Where do we draw the line between art and good old-fashioned dicking about? There’s nothing wrong with the latter, of course, but it does complicate things. Take The Beach, for instance, by Snarkitecture. It’s a massive ball pool. How then does that differ from your average suburban soft play area? Just because it’s an “installation”, by name, and the balls eschew gaudy rainbow brights for tasteful, minimal white?
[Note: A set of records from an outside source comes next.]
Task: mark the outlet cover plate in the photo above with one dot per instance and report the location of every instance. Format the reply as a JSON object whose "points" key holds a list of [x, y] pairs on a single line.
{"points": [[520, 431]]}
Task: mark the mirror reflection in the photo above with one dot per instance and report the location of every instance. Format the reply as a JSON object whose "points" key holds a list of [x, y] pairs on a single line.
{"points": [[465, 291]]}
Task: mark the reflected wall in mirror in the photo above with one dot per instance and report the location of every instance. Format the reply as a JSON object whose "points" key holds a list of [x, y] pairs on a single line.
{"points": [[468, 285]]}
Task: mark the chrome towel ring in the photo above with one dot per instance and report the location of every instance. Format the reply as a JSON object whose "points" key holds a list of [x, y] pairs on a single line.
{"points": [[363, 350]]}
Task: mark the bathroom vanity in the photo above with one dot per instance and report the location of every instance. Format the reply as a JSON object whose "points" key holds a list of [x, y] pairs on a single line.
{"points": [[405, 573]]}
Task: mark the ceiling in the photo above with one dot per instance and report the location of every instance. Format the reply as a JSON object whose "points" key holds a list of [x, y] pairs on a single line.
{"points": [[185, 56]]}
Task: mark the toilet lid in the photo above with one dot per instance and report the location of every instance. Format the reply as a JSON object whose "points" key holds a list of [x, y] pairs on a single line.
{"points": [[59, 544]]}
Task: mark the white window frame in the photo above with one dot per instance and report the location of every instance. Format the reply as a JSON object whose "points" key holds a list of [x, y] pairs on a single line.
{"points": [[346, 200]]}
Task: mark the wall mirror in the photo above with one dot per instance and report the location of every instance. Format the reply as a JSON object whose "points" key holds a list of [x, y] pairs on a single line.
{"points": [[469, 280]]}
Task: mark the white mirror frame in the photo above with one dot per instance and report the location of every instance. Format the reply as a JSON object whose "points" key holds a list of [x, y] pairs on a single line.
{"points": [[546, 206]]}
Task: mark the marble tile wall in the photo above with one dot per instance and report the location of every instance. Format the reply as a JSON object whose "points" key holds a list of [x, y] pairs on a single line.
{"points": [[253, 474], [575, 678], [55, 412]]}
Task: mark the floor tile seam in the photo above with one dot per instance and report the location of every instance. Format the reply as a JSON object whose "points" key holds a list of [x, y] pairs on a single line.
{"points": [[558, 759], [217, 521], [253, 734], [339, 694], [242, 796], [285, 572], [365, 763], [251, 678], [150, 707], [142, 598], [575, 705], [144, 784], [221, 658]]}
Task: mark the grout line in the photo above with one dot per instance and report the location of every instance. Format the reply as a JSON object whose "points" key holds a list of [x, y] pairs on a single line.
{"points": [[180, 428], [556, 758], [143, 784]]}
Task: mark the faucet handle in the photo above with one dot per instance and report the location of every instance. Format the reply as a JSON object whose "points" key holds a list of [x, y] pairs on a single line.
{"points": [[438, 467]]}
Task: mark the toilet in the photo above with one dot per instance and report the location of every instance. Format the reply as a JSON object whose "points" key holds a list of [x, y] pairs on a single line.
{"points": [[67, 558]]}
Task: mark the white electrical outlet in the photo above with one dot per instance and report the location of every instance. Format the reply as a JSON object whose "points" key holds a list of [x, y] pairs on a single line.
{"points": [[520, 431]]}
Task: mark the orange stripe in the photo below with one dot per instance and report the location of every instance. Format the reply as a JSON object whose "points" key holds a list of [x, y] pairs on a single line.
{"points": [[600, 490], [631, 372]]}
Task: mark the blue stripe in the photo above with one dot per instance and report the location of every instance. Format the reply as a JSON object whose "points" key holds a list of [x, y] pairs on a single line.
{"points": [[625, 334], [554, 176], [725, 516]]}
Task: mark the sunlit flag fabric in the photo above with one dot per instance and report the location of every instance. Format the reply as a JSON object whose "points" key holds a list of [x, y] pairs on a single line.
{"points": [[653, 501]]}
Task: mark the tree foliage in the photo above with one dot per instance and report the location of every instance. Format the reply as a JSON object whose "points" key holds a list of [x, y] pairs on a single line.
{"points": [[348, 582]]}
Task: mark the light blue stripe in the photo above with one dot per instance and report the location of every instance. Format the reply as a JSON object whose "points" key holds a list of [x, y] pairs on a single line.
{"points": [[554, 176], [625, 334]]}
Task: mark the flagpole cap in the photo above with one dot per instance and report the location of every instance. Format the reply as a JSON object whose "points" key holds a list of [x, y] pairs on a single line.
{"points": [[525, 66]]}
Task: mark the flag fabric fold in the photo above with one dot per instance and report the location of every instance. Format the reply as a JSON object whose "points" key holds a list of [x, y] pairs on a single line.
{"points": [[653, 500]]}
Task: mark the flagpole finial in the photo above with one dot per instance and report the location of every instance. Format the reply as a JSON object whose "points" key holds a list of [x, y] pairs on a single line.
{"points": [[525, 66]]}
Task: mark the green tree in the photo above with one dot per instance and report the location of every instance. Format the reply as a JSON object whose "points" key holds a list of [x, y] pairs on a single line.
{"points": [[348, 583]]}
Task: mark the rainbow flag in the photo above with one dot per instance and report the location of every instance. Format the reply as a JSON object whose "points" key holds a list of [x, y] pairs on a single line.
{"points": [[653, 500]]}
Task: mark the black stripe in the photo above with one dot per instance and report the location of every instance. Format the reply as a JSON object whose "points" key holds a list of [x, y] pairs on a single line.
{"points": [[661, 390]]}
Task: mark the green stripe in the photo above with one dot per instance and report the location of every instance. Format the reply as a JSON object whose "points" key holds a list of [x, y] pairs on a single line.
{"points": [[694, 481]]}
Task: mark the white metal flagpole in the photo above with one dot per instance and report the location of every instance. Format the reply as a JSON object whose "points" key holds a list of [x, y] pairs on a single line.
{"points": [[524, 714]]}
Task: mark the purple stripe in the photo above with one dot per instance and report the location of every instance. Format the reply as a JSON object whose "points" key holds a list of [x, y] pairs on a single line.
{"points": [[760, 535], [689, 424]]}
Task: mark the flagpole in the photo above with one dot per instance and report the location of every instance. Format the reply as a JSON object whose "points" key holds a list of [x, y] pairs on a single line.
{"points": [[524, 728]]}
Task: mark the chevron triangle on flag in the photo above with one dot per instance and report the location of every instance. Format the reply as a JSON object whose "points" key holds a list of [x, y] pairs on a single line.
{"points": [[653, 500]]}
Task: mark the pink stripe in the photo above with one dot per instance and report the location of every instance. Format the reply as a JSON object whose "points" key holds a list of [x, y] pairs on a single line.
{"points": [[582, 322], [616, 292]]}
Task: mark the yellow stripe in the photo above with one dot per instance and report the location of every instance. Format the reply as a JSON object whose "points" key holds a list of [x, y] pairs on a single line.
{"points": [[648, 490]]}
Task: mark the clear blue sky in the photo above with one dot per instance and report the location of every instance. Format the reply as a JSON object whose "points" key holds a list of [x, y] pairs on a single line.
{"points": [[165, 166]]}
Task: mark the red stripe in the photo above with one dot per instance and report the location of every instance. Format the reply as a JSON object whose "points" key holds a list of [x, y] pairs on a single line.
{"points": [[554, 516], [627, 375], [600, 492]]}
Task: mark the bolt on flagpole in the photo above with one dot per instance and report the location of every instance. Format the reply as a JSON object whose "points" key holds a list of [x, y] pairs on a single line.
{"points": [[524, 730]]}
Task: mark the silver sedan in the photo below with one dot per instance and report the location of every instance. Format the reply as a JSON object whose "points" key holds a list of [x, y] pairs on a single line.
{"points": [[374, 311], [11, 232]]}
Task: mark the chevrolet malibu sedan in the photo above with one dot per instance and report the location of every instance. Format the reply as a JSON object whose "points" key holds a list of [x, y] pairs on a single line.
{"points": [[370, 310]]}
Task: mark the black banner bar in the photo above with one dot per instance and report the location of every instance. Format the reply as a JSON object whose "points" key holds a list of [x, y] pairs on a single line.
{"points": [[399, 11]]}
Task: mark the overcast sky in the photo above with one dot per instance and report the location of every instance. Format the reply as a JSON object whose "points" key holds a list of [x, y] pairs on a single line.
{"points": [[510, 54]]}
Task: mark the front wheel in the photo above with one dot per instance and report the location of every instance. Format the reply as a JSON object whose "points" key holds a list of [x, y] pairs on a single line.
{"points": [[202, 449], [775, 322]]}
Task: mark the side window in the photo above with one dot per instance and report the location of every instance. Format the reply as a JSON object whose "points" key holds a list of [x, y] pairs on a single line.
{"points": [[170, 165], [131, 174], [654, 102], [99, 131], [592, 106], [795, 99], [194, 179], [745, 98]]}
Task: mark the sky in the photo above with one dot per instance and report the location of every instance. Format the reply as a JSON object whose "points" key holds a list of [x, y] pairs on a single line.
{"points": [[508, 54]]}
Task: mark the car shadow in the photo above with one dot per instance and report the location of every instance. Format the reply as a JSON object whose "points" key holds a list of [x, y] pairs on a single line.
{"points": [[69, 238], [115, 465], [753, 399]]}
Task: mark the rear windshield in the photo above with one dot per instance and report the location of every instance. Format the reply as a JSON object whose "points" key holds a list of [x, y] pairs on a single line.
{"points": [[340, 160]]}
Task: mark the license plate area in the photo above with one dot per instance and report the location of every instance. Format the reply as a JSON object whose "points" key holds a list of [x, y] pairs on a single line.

Snarkitecture, The Beach, photo by Noah Kalina
Snarkitecture, The Beach, photo by Noah Kalina

Perhaps it’s just coincidence that the current show at the Hayward Gallery, Space Shifters, seems designed to appeal to our collective inner Narcissus. The group show gathers works from the past fifty years created largely in translucent materials such as glass, acrylic and polyester resins and those with reflective surfaces, such as stainless steel, polished bronze and engine oil. “Luscious and seductive—and often demonstrating huge technical accomplishment—these objects act as optical devices that enable us to see our surroundings in new and unexpected ways,” reads the show blurb. Of course, we see ourselves in new ways too, shining out from those works—and more than likely, in due course, shining out from our social feeds, too.

I was wondering why we have this sudden need to see ourselves anew, constantly; but maybe the situation is more a chicken and egg one. Galleries show work that insists on showing us to ourselves, so that we in turn show the work to the world. In a climate that often prizes “reach” and “engagement” over real, considered looking and actual, thoughtful engagement with work (especially in the sphere of public galleries that must cater to a broad audience), maybe we shouldn’t be too quick to judge institutions’ decisions to openly present pieces that cater for the Insta-generation. But surely, one day not far in the future, we’ll at last be sick of the sight of ourselves?